Japan Says To Continue Peace Treaty Talks As Russians Support Constitutional Amendments

Japan Says to Continue Peace Treaty Talks as Russians Support Constitutional Amendments

Tokyo will continue negotiations with Moscow to settle the territorial dispute and conclude a peace treaty, Japanese Foreign Minister Toshimitsu Motegi said on Friday as Russian nationals backed amendments to the country's constitution, including a prohibition on alienation of Russian territories

TOKYO (Pakistan Point News / Sputnik - 03rd July, 2020) Tokyo will continue negotiations with Moscow to settle the territorial dispute and conclude a peace treaty, Japanese Foreign Minister Toshimitsu Motegi said on Friday as Russian nationals backed amendments to the country's constitution, including a prohibition on alienation of Russian territories.

During a press conference, the minister was asked to comment on the results of the vote on the constitutional amendments in Russia, as well as on the monument with the text of the amendment regarding the ban on alienation of territories, which was installed in by the Russian authorities in the city of Yuzhno-Kurilsk, located one of the islands in the center of the territorial dispute between Moscow and Tokyo.

"We would like to continue to tenaciously pursuit the negotiations, based on that basic policy resolve the territorial issue and [sign] a peace treaty," Motegi said at a press conference, adding that Tokyo was aware of the latest developments.

The minister recalled that the bilateral negotiations were carried out in line with agreements reached by Japanese Prime Minister Shinzo Abe and Russian President Vladimir Putin.

The relations between Russia and Japan have long been complicated by the fact that the two countries have never signed a permanent peace treaty following World War II. The main issue holding the two countries back is their dispute over a group of four Kuril islands Iturup, Kunashir, Shikotan, and Habomai.

Since the beginning of his tenure as Japan's foreign minister in September, Motegi has been trying to increase the number of contacts with Russia. Among the main items on his agenda are negotiations with Moscow regarding the territorial dispute around the Southern Kuril Islands and signing a peace treaty.
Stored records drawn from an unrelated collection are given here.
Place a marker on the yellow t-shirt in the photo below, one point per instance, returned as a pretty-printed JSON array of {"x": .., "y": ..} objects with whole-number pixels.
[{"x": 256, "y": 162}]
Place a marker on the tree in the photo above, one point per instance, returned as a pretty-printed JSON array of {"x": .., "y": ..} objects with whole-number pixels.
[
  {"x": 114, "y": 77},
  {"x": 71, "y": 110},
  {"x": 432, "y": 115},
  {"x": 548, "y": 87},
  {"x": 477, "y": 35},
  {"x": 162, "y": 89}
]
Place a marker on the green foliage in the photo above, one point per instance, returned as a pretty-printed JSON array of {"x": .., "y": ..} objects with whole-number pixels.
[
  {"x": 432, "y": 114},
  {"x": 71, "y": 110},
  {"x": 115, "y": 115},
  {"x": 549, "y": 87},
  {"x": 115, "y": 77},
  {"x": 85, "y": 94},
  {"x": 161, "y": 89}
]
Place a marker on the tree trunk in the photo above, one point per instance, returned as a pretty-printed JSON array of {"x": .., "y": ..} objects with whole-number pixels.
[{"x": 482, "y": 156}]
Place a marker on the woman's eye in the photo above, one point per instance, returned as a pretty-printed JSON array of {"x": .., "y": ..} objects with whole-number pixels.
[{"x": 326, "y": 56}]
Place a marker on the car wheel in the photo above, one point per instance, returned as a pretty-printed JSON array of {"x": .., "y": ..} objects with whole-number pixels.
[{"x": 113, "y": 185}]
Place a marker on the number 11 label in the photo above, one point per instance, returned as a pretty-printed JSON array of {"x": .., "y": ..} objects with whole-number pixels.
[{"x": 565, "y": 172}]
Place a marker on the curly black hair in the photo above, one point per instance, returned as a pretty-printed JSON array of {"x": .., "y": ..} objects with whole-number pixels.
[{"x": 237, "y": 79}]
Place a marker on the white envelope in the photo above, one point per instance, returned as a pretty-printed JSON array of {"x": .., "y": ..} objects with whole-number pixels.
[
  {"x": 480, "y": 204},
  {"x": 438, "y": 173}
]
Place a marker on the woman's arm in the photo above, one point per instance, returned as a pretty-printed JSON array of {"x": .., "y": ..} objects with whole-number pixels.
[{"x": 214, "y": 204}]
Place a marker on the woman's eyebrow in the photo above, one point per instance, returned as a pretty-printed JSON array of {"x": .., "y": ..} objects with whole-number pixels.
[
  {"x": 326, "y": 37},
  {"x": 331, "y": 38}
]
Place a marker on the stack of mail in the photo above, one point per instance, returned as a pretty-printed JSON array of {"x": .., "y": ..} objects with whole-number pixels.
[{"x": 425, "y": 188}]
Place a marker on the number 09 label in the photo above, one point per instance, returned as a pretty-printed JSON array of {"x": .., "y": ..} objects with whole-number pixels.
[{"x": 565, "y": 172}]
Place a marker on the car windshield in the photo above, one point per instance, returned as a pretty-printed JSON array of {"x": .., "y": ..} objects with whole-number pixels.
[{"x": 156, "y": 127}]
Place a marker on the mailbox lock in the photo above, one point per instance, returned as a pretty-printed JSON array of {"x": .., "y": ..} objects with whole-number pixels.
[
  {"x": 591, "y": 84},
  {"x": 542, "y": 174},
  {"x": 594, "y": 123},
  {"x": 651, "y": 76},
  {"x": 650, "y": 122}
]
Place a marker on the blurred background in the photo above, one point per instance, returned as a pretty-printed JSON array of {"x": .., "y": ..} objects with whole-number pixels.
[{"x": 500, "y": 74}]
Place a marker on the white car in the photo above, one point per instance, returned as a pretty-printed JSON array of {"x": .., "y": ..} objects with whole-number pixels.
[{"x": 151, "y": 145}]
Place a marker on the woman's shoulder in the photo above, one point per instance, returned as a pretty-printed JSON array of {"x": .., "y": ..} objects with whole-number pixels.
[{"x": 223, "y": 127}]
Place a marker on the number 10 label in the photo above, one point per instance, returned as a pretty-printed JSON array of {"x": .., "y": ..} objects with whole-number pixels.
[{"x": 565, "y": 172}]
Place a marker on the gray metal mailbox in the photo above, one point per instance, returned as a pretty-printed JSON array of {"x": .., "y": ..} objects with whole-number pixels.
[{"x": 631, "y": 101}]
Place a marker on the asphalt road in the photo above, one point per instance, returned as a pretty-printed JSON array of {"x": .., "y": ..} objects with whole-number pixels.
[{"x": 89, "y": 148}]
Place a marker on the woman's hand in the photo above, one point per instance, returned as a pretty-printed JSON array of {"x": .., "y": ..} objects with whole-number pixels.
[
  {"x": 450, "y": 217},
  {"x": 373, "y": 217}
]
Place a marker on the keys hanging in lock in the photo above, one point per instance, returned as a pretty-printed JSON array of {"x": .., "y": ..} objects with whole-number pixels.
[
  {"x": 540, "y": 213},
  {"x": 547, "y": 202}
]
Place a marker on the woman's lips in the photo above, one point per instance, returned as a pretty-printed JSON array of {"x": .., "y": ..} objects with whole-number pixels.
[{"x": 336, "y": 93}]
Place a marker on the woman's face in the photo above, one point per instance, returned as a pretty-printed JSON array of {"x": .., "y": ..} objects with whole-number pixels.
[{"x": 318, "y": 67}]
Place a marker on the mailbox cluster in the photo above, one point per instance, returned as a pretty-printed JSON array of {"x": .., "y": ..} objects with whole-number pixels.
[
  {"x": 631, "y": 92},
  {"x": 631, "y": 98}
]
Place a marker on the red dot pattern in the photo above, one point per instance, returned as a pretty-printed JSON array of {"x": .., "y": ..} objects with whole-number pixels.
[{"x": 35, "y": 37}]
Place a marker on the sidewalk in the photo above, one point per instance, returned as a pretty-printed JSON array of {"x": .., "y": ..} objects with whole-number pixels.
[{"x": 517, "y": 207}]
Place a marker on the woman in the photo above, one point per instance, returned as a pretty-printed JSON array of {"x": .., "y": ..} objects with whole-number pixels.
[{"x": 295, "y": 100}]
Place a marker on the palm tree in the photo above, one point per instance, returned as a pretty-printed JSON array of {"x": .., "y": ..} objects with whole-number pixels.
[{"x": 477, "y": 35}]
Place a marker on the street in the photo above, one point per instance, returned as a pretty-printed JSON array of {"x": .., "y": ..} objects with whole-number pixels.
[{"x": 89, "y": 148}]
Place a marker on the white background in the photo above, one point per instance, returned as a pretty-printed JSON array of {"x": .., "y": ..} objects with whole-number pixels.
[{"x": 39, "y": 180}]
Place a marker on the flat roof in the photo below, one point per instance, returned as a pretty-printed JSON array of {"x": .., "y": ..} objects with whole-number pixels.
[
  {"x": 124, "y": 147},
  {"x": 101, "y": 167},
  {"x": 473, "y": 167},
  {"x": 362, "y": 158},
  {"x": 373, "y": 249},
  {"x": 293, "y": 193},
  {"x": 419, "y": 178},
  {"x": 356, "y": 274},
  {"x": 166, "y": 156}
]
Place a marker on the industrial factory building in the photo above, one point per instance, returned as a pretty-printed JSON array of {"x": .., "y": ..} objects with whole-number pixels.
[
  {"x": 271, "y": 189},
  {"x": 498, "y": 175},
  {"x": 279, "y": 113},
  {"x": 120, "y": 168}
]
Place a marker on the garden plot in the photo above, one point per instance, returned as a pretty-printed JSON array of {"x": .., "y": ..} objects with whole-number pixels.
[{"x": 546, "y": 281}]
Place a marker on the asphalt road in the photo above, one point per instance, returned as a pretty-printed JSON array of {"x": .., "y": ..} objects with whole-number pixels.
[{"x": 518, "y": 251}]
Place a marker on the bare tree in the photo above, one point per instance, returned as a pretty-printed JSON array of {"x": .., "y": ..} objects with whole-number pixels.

In November 2018, Abe and Putin agreed to accelerate peace treaty talks on the basis of a Soviet-era joint declaration. The document signed in 1956, among other things, stipulates that the Soviet Union would transfer the two disputed islands Habomai and Shikotan to Japan following the conclusion of the peace treaty. The year that followed the two leaders' agreement to use the declaration as basis for peace negotiations saw series of frequent meetings both between Putin and Abe and the nations' foreign ministers.